Sénégal : Dakar recrute un conseiller pour gérer sa dette
Le gouvernement sénégalais a lancé le 7 juillet un appel d'offres pour trouver un expert capable de restructurer une dette portée à 132 % du PIB.
Le Sénégal a officiellement lancé le 7 juillet 2026 un processus de sélection pour recruter un conseiller financier sur sa dette. Une démarche qui intervient après la découverte de milliards de dollars de dettes cachées et le gel d'un programme du FMI.
L’essentiel
- Fait 1 : le 7 juillet 2026, le Sénégal a lancé un processus de sélection pour recruter un conseiller financier chargé de sa dette publique, selon Reuters
- Fait 2 : plus de 13 milliards de dollars de dettes non déclarées ont été découverts fin 2024 sous la nouvelle administration
- Fait 3 : la dette publique du pays a été réévaluée à environ 132 % du PIB pour fin 2024, selon le FMI
- Fait 4 : le FMI a gelé un programme de prêt de 1,8 milliard de dollars après ces révélations
- Fait 5 : en mai 2026, le président Bassirou Diomaye Faye a limogé le Premier ministre Ousmane Sonko, remplacé le 25 mai par Ahmadou Al Aminou Lo
Un appel d’offres lancé le 7 juillet
Le gouvernement sénégalais a annoncé le 7 juillet 2026 le lancement d’un processus de sélection pour recruter un conseiller financier chargé d’accompagner la gestion de sa dette publique, selon Reuters. Une décision qui confirme, s’il en était besoin, l’ampleur de la crise budgétaire dans laquelle le pays est engagé depuis un an et demi. Les investisseurs internationaux, échaudés par les révélations sur l’état réel des comptes publics, surveillent désormais chaque étape de ce dossier avec attention.

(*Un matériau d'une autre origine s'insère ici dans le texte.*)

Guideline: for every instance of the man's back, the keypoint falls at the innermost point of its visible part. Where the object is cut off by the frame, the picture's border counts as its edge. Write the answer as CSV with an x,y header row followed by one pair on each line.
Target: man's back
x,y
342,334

Treize milliards de dollars de dettes cachées
Tout part d’une découverte faite fin 2024 : l’administration précédente avait dissimulé plus de 13 milliards de dollars de dettes, selon Reuters. Conséquence directe, la dette publique sénégalaise a été réévaluée à environ 132 % du PIB pour la fin de cette même année, d’après Al Jazeera. Un niveau qui a immédiatement alarmé le Fonds monétaire international, qui a gelé un programme de prêt de 1,8 milliard de dollars destiné à soutenir le pays.
Privé d’accès aux marchés financiers internationaux dans des conditions normales, le Sénégal a dû se tourner vers des emprunts régionaux et des montages financiers complexes, notamment des swaps, pour éviter un défaut de paiement, rapporte Reuters. C’est dans ce contexte tendu qu’un premier conseiller, le cabinet parisien Global Sovereign Advisory, avait déjà été désigné en novembre 2025 pour épauler Dakar. Le nouveau conseiller recherché pourrait travailler en lien avec cette structure déjà mandatée.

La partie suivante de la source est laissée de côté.